We sat there, like guests of the furniture. I told him that I did not like the way he was talking about this, as if he had some kind of affliction that required him to put his penis in multiple people. I said that I could forgive someone, even him, for cheating, but I could not forgive someone, even him, for plotting to cheat.

“Why do you have to call it ‘cheating’?” he asked in that redoubtable tone of his.

“Call it whatever you want,” I said. “Pancake. I am not going to sit here while you pancake every woman you meet.”
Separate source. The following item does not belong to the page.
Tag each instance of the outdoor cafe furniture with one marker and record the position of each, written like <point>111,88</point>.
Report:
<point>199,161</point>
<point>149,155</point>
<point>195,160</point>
“Every woman is unlikely,” he said, scoffing.



* * *



The breakup was about six years ago. Kit’s show was canceled two years ago. As I approached, I worried this discrepancy in mourning would be palpable. I also happened to have on the same shirt I’d worn the night we broke up, as if I’d been walking around in a mausoleum the shape of Amos Adler, breathing stale Amos Adler air. I reminded myself of the full life I had now. I had a steady job that I didn’t completely hate. Old, good friends. Ten fingers, ten toes. I had wiped all the sleep from my eyes before noon. Also, I’d been having sex. More important, the sex I’d been having was with my fiancé. My fiancé to whom I was engaged to be married, a person I’d swindled into a lifetime of mutual tolerance.